Die Weltbörsen haben im 1. Quartal 1990 trotz der dramatischen Ereignisse in Tokio einen bemerkenswert stabilen Trend gezeigt. Während der Tokioter Nikkei-Index für 225 führende Aktien in den ersten drei Monaten dieses Jahres um 8.935 Punkte oder 23 Prozent fiel, konnte der Deutsche Aktien-Index „DAX“ in Frankfurt 178 Punkte zulegen und gewann damit rund zehn Prozent.

Das Fiskaljahr 1990/91 hatte vorgestern an der Tokioter Börse mit einem noch schwärzeren Tag begonnen als das alte Fiskaljahr vergangener Woche geendet hatte: Der Nikkei, der bereits am Freitag scharf um 1.045,71 Punkte gefallen war, erlitt den zweitsteilsten Kurssturz der japanischen Börsengeschichte und sank um 1.978,38 Punkte auf einen Schlußkurs von 28.002,07. Nur im Oktober 1987, am Tag nach dem „Schwarzen Montag“ an der Wall Street, war der Index mit einem Rückfall um 3.836,48 Punkte noch stärker gesunken.

Verschärft wurde die Situation durch einen Bericht auf der Titelseite der größten und einflußreichsten japanischen Wirtschaftszeitung „Nihon Keizai Shimbun“, nach dem die großen japanischen Versicherungsunternehmen sich wegen der trüben Aussichten an der Börse von einem Großteil ihrer Aktien trennen wollten. Dementis der Betroffenen und dann auch des Finanzministeriums richteten wenig aus: Die wichtigsten institutionellen Anleger hätten bisher nur an ihren Aktienpaketen festgehalten, um am Ende des Fiskaljahres keine Verluste ausweisen zu müssen, hieß es an der Börse. Jetzt seien sie entschlossen, ihre Milliarden lukrativer anzulegen.

Ein noch tieferer Sturz des Kursniveaus wurde nur dadurch verhindert, daß praktisch niemand kaufen wollte. Dadurch blieben viele Aktien ohne Notierung. „Das geringe Handelsvolumen war andererseits auch das einzig tröstliche an diesem Montag“, sagte ein Broker. Das erneute Kursdebakel führte aber in Europa nur zu unbedeutenden Kurseinbußen. DAX verlor am Montag 1,9 Prozent seines Wertes.

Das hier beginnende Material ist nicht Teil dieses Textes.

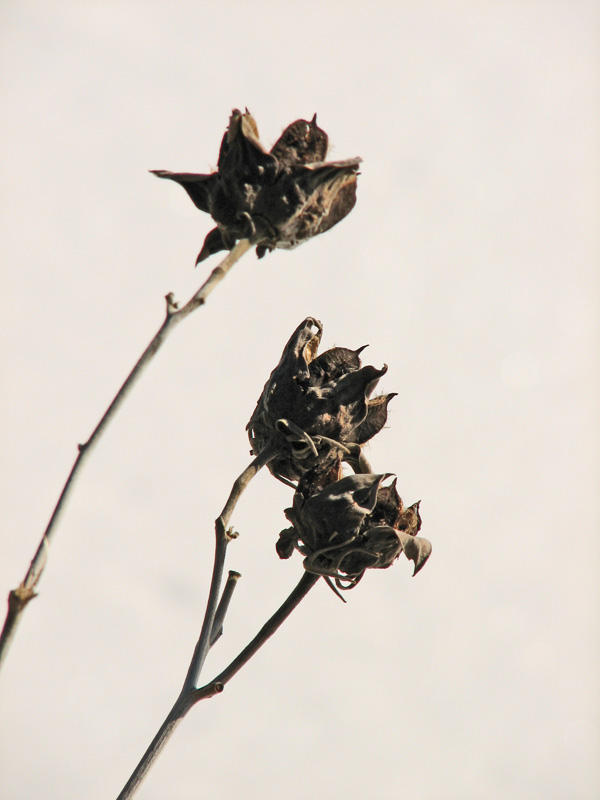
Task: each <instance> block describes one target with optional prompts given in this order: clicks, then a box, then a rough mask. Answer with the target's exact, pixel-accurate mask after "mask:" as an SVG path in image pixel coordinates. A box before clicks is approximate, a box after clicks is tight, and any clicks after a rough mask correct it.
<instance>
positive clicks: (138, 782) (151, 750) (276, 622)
mask: <svg viewBox="0 0 600 800" xmlns="http://www.w3.org/2000/svg"><path fill="white" fill-rule="evenodd" d="M318 580H319V576H318V575H313V574H311V573H309V572H305V573H303V575H302V577H301V578H300V581H299V582H298V584H297V585H296V587H295V589H294V590H293V591H292V592H291V594H290V595H289V596H288V598H287V599H286V600H285V601H284V602H283V603H282V605H281V606H280V607H279V608H278V609H277V611H276V612H275V613H274V614H273V616H272V617H271V618H270V619H269V620H268V621H267V622H266V623H265V624H264V625H263V627H262V628H261V629H260V631H259V632H258V633H257V634H256V636H255V637H254V639H252V641H251V642H249V643H248V644H247V645H246V647H245V648H244V649H243V650H242V651H241V652H240V653H239V655H237V656H236V657H235V658H234V659H233V661H232V662H231V663H230V664H229V665H228V666H227V667H225V669H224V670H223V671H222V672H221V673H219V675H217V677H216V678H214V679H213V680H212V681H210V682H209V683H207V684H206V685H205V686H202V687H200V688H198V689H194V688H193V687H191V686H186V684H184V686H183V689H182V690H181V694H180V695H179V697H178V698H177V700H176V701H175V704H174V705H173V708H172V709H171V711H170V712H169V713H168V715H167V717H166V719H165V721H164V722H163V724H162V725H161V726H160V728H159V730H158V733H157V734H156V736H155V737H154V739H153V740H152V742H151V743H150V746H149V747H148V749H147V750H146V752H145V753H144V755H143V756H142V758H141V760H140V762H139V764H138V765H137V767H136V768H135V770H134V771H133V773H132V775H131V777H130V778H129V780H128V781H127V783H126V784H125V786H124V787H123V789H122V791H121V793H120V794H119V796H118V797H117V800H128V798H130V797H133V795H134V793H135V792H136V790H137V789H138V788H139V786H140V784H141V782H142V780H143V779H144V777H145V775H146V774H147V772H148V770H149V769H150V767H151V766H152V764H153V763H154V761H155V760H156V759H157V758H158V756H159V754H160V752H161V751H162V748H163V747H164V746H165V744H166V743H167V741H168V740H169V739H170V737H171V734H172V733H173V731H174V730H175V728H176V727H177V725H178V724H179V722H181V720H182V719H183V718H184V716H185V715H186V714H187V712H188V711H189V710H190V708H192V706H194V705H196V703H198V702H200V700H205V699H206V698H207V697H213V696H214V695H215V694H220V693H221V692H222V691H223V689H224V688H225V684H226V683H228V682H229V681H230V680H231V679H232V678H233V676H234V675H235V674H236V673H237V672H239V670H240V669H241V668H242V667H243V666H244V665H245V664H246V663H247V662H248V661H250V659H251V658H252V656H253V655H254V654H255V653H257V652H258V650H260V648H261V647H262V646H263V645H264V644H265V642H266V641H267V639H269V638H270V637H271V636H272V635H273V634H274V633H275V631H276V630H277V629H278V628H279V627H280V626H281V625H282V624H283V622H285V620H286V619H287V618H288V617H289V615H290V614H291V613H292V611H293V610H294V609H295V608H296V606H297V605H298V604H299V603H300V602H301V600H302V599H303V598H304V597H305V596H306V595H307V594H308V592H309V591H310V590H311V589H312V587H313V586H314V585H315V583H316V582H317V581H318Z"/></svg>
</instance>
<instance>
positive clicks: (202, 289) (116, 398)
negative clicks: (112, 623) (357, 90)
mask: <svg viewBox="0 0 600 800" xmlns="http://www.w3.org/2000/svg"><path fill="white" fill-rule="evenodd" d="M251 246H252V243H251V242H250V240H249V239H242V240H241V241H239V242H238V243H237V244H236V246H235V247H234V248H233V250H231V251H230V252H229V253H228V255H227V256H226V257H225V258H224V259H223V261H221V263H220V264H218V265H217V266H216V267H215V268H214V269H213V271H212V272H211V274H210V276H209V277H208V279H207V280H206V281H205V282H204V283H203V284H202V286H201V287H200V288H199V289H198V291H197V292H196V293H195V294H194V295H193V296H192V297H191V298H190V299H189V300H188V302H187V303H186V304H185V305H184V306H183V307H182V308H178V306H177V303H176V302H175V301H174V299H173V295H172V294H168V295H167V297H166V302H167V309H166V314H165V319H164V321H163V323H162V325H161V326H160V328H159V329H158V331H157V332H156V334H155V335H154V337H153V339H152V340H151V342H150V344H149V345H148V346H147V347H146V349H145V350H144V352H143V353H142V355H141V357H140V358H139V360H138V361H137V363H136V364H135V366H134V368H133V369H132V370H131V372H130V373H129V375H128V376H127V379H126V380H125V382H124V383H123V385H122V386H121V388H120V389H119V391H118V392H117V394H116V395H115V397H114V399H113V400H112V402H111V403H110V405H109V407H108V408H107V409H106V411H105V412H104V414H103V416H102V417H101V419H100V421H99V422H98V424H97V425H96V427H95V428H94V430H93V432H92V434H91V436H90V437H89V439H88V440H87V442H85V443H84V444H80V445H79V446H78V447H79V454H78V456H77V458H76V459H75V462H74V464H73V466H72V468H71V471H70V472H69V476H68V478H67V480H66V483H65V485H64V487H63V489H62V492H61V493H60V496H59V498H58V501H57V503H56V506H55V507H54V511H53V512H52V516H51V517H50V521H49V522H48V525H47V527H46V530H45V531H44V535H43V536H42V539H41V541H40V543H39V545H38V548H37V550H36V553H35V555H34V557H33V559H32V560H31V563H30V565H29V569H28V570H27V573H26V575H25V577H24V578H23V580H22V581H21V583H20V584H19V586H18V587H17V588H16V589H13V590H12V591H11V592H10V593H9V595H8V611H7V614H6V619H5V621H4V626H3V628H2V633H1V634H0V667H1V666H2V663H3V659H4V658H5V657H6V654H7V653H8V649H9V646H10V644H11V642H12V639H13V637H14V635H15V631H16V627H17V624H18V622H19V620H20V618H21V615H22V612H23V610H24V609H25V607H26V606H27V604H28V603H29V601H30V600H31V599H32V598H33V597H35V595H36V592H35V587H36V585H37V583H38V582H39V580H40V578H41V575H42V572H43V571H44V567H45V565H46V559H47V551H48V546H49V544H50V542H51V540H52V536H53V534H54V531H55V528H56V525H57V523H58V520H59V518H60V515H61V513H62V511H63V510H64V507H65V505H66V500H67V497H68V496H69V494H70V491H71V490H72V488H73V485H74V483H75V479H76V477H77V476H78V474H79V471H80V469H81V467H82V465H83V462H84V461H85V459H86V458H87V456H88V455H89V454H90V452H91V450H92V448H93V446H94V445H95V444H96V442H97V441H98V439H99V438H100V435H101V434H102V433H103V431H104V430H105V428H106V427H107V425H108V423H109V422H110V420H111V419H112V418H113V416H114V415H115V413H116V412H117V409H118V408H119V406H120V405H121V403H122V402H123V400H124V399H125V397H126V396H127V394H128V393H129V392H130V391H131V389H132V388H133V386H134V384H135V383H136V381H137V379H138V378H139V377H140V375H141V374H142V371H143V370H144V368H145V367H146V366H147V364H148V363H149V362H150V360H151V359H152V358H153V356H154V355H156V353H157V351H158V350H159V349H160V347H161V345H162V344H163V342H164V341H165V339H166V338H167V334H168V333H169V332H170V331H171V330H172V329H173V328H174V327H175V326H176V324H177V323H179V322H181V321H182V320H184V319H185V318H186V317H187V316H189V314H191V313H192V311H195V309H197V308H199V307H200V306H201V305H203V304H204V303H205V302H206V298H207V297H208V295H209V294H210V293H211V292H212V291H213V289H214V288H215V287H216V286H217V285H218V284H219V283H220V282H221V281H222V280H223V278H224V277H225V276H226V275H227V273H228V272H229V270H230V269H231V267H233V265H234V264H235V262H236V261H238V260H239V259H240V258H241V256H243V255H244V253H245V252H246V251H247V250H248V249H249V248H250V247H251Z"/></svg>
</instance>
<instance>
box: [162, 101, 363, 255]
mask: <svg viewBox="0 0 600 800" xmlns="http://www.w3.org/2000/svg"><path fill="white" fill-rule="evenodd" d="M327 148H328V137H327V134H326V133H325V131H324V130H323V129H322V128H319V126H318V125H317V115H316V114H315V115H314V117H313V118H312V120H311V121H310V122H307V121H306V120H303V119H298V120H296V121H295V122H292V123H291V125H288V127H287V128H286V129H285V130H284V132H283V133H282V134H281V136H280V137H279V139H278V140H277V141H276V142H275V144H274V145H273V147H272V148H271V150H270V151H268V150H266V148H265V147H264V146H263V145H262V144H261V142H260V139H259V137H258V128H257V126H256V122H255V121H254V118H253V117H252V115H251V114H250V112H249V111H248V109H246V111H245V113H244V114H242V113H241V111H238V109H237V108H236V109H234V110H233V111H232V113H231V117H230V118H229V126H228V128H227V130H226V131H225V135H224V136H223V140H222V142H221V148H220V150H219V161H218V169H217V171H216V172H212V173H210V174H201V173H194V172H169V171H168V170H164V169H159V170H152V172H153V173H154V174H155V175H157V176H158V177H159V178H168V179H169V180H172V181H175V182H176V183H179V184H180V185H181V186H183V188H184V189H185V190H186V192H187V193H188V195H189V196H190V197H191V199H192V201H193V203H194V205H195V206H196V207H197V208H199V209H200V211H205V212H206V213H208V214H210V215H211V217H212V218H213V219H214V221H215V222H216V223H217V227H216V228H213V230H211V231H210V232H209V233H208V234H207V236H206V239H205V240H204V244H203V245H202V249H201V250H200V253H199V254H198V258H197V259H196V264H198V262H200V261H203V260H204V259H205V258H208V256H210V255H212V254H213V253H217V252H218V251H219V250H231V249H232V247H233V246H234V245H235V243H236V241H238V240H240V239H249V240H250V241H251V242H252V243H253V244H255V245H256V254H257V256H258V257H259V258H261V257H262V256H263V255H264V254H265V253H266V252H267V251H270V250H274V249H275V248H276V247H287V248H289V247H296V246H297V245H299V244H301V243H302V242H305V241H306V240H307V239H310V238H311V237H312V236H316V235H317V234H318V233H324V232H325V231H328V230H329V229H330V228H332V227H333V226H334V225H335V224H336V223H338V222H339V221H340V220H341V219H343V218H344V217H345V216H346V215H347V214H348V213H349V212H350V211H351V210H352V208H353V207H354V204H355V202H356V175H357V171H358V165H359V164H360V161H361V159H360V158H350V159H347V160H346V161H325V156H326V155H327Z"/></svg>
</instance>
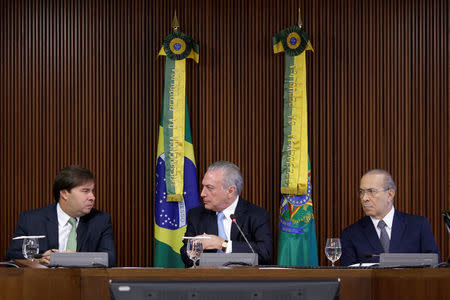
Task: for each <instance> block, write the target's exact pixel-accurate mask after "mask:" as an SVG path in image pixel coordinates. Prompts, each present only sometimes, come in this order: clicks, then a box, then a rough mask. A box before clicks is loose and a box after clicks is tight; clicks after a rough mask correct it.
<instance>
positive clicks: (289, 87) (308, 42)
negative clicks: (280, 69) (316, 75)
mask: <svg viewBox="0 0 450 300" xmlns="http://www.w3.org/2000/svg"><path fill="white" fill-rule="evenodd" d="M273 49H274V53H280V52H284V53H285V71H284V123H283V133H284V139H283V150H282V159H281V194H282V199H281V205H280V223H279V234H278V264H279V265H287V266H317V265H318V256H317V240H316V229H315V225H314V210H313V206H312V199H311V166H310V163H309V156H308V119H307V117H308V110H307V97H306V59H305V53H306V51H307V50H313V49H312V46H311V43H310V41H309V38H308V35H307V34H306V32H305V31H304V30H303V28H302V27H301V26H292V27H289V28H286V29H284V30H282V31H280V32H278V33H277V34H276V35H275V36H274V37H273Z"/></svg>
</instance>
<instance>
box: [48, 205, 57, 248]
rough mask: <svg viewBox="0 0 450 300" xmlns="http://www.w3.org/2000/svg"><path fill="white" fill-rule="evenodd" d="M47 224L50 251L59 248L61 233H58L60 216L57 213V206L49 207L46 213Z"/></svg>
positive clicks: (48, 242)
mask: <svg viewBox="0 0 450 300" xmlns="http://www.w3.org/2000/svg"><path fill="white" fill-rule="evenodd" d="M45 217H46V218H47V222H46V227H47V240H48V248H49V249H58V248H59V233H58V232H59V231H58V226H59V224H58V214H57V212H56V204H54V205H52V206H50V207H49V210H48V212H47V213H46V216H45Z"/></svg>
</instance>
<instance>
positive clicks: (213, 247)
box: [197, 233, 225, 250]
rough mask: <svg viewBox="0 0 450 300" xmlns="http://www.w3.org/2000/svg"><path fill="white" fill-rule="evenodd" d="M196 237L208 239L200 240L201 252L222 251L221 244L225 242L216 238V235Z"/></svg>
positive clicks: (212, 234) (200, 236) (206, 235)
mask: <svg viewBox="0 0 450 300" xmlns="http://www.w3.org/2000/svg"><path fill="white" fill-rule="evenodd" d="M197 236H198V237H209V239H200V240H201V241H202V244H203V250H209V249H218V250H222V243H223V242H224V241H225V240H224V239H222V238H221V237H218V236H217V235H213V234H206V233H204V234H202V235H197Z"/></svg>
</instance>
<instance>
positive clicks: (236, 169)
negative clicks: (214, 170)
mask: <svg viewBox="0 0 450 300" xmlns="http://www.w3.org/2000/svg"><path fill="white" fill-rule="evenodd" d="M214 170H223V182H222V188H223V189H224V190H225V189H227V188H229V187H230V186H233V185H234V186H236V194H237V195H238V196H239V195H240V194H241V192H242V185H243V181H244V180H243V179H242V174H241V170H240V169H239V167H238V166H236V165H235V164H233V163H232V162H229V161H216V162H215V163H213V164H212V165H210V166H209V167H208V171H214Z"/></svg>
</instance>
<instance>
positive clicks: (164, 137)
mask: <svg viewBox="0 0 450 300" xmlns="http://www.w3.org/2000/svg"><path fill="white" fill-rule="evenodd" d="M159 55H165V56H166V68H165V77H164V96H163V106H162V113H161V122H160V126H159V139H158V154H157V156H158V157H157V166H156V191H155V252H154V266H155V267H168V268H182V267H184V264H183V262H182V260H181V256H180V248H181V246H182V245H183V236H184V233H185V232H186V215H187V212H188V211H189V209H191V208H193V207H196V206H198V205H200V200H199V195H198V186H197V171H196V165H195V158H194V148H193V145H192V136H191V127H190V122H189V113H188V109H187V101H186V58H192V59H194V60H195V61H196V62H197V63H198V45H197V44H196V43H195V42H194V41H193V40H192V39H191V38H190V37H189V36H187V35H185V34H184V33H181V32H177V31H176V32H174V33H172V34H170V35H168V36H167V37H166V38H165V39H164V45H163V47H162V48H161V50H160V52H159Z"/></svg>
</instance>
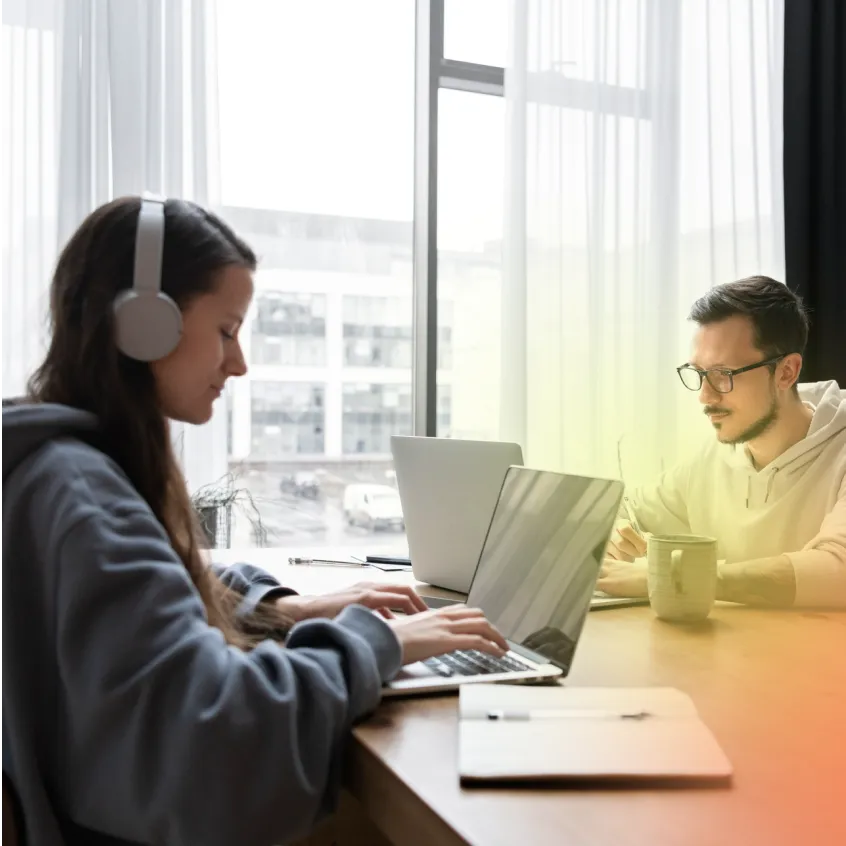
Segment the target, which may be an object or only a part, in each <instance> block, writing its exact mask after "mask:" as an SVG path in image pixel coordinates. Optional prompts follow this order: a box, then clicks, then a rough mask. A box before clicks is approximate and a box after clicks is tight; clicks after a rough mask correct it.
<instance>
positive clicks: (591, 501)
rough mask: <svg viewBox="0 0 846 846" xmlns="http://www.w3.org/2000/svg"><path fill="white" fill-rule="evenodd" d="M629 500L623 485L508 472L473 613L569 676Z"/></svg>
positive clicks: (498, 507)
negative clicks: (599, 579) (604, 557)
mask: <svg viewBox="0 0 846 846" xmlns="http://www.w3.org/2000/svg"><path fill="white" fill-rule="evenodd" d="M622 495H623V483H622V482H620V481H613V480H609V479H595V478H590V477H584V476H571V475H567V474H563V473H553V472H549V471H544V470H532V469H529V468H525V467H511V468H509V469H508V472H507V473H506V475H505V479H504V481H503V484H502V489H501V491H500V494H499V499H498V500H497V504H496V508H495V510H494V514H493V518H492V519H491V522H490V526H489V528H488V533H487V537H486V538H485V542H484V545H483V548H482V552H481V555H480V557H479V562H478V565H477V567H476V572H475V575H474V577H473V583H472V585H471V587H470V594H469V596H468V597H467V605H468V606H470V607H473V608H481V609H482V610H483V611H484V612H485V615H486V616H487V618H488V619H489V620H490V622H491V623H492V624H493V625H494V626H496V628H497V629H499V631H500V632H501V633H502V635H503V636H504V637H505V638H506V639H508V640H509V641H511V642H512V643H513V644H516V645H519V646H523V647H525V648H526V649H529V650H531V651H532V652H534V653H537V654H540V655H542V656H543V657H544V658H545V659H546V660H547V661H549V662H550V663H552V664H555V666H557V667H559V668H560V669H561V670H562V671H563V673H564V674H565V675H566V674H567V673H568V672H569V670H570V665H571V664H572V661H573V656H574V654H575V650H576V644H577V643H578V640H579V636H580V635H581V632H582V628H583V626H584V621H585V617H586V616H587V613H588V611H589V609H590V603H591V598H592V596H593V592H594V589H595V586H596V580H597V578H598V577H599V569H600V566H601V564H602V558H603V555H604V553H605V547H606V546H607V544H608V540H609V538H610V536H611V531H612V529H613V526H614V519H615V517H616V514H617V509H618V508H619V506H620V500H621V498H622Z"/></svg>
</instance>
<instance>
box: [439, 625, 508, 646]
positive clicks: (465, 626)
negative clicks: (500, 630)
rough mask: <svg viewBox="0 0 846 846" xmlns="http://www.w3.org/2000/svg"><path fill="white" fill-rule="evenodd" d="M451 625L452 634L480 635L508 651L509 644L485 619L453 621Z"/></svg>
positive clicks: (493, 627) (450, 625)
mask: <svg viewBox="0 0 846 846" xmlns="http://www.w3.org/2000/svg"><path fill="white" fill-rule="evenodd" d="M449 625H450V630H451V631H452V632H455V633H457V634H472V635H480V636H481V637H484V638H486V639H487V640H491V641H493V642H494V643H496V644H497V645H498V646H499V647H500V648H502V649H508V642H507V641H506V640H505V638H504V637H503V636H502V635H501V634H500V633H499V632H498V631H497V630H496V629H495V628H494V627H493V626H492V625H491V624H490V623H489V622H488V621H487V620H486V619H485V618H484V617H481V618H474V617H471V618H469V619H464V620H451V621H450V624H449Z"/></svg>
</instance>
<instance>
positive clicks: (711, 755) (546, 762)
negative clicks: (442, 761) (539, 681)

„Die internationalen Börsen haben sich von Tokio abgekoppelt“, behaupten führende Wertpapieranalysten in New York. Sie verweisen in diesem Zusammenhang auf die „angesichts der astronomischen japanischen Börsenkurse“ längst überfällige Korrektur in Tokio und den Höhenflug des Dollar gegenüber dem Yen. Der japanische Markt schien anders als die europäischen und amerikanischen Börsen durch das enge Zusammenspiel von Finanzministerium, Banken, Großunternehmen und sonstigen institutionellen Anlegern lange gegen jeden Abwärtstrend gefeit. „Dieses Märchen können wir angesichts eines Wertverlustes von mehr als einer Billion Dollar in Tokio innerhalb von drei Monaten vergessen“, meinte Kenneth Arena, ein erfahrener amerikanischer Broker am Montag.

Neben Frankfurt war die Wiener Börse im 1. Quartal ein Star. Die Kursgewinne betrugen im Schnitt 45 Prozent, errechnete die Morgan Stanley Capital International. Das ausländische Kapital sieht in deutschen und österreichischen Werten die besten Möglichkeiten, die sich aus der Vereinigung und dem erhofften Investmentboom in Osteuropa ergebenden Chancen zu nutzen.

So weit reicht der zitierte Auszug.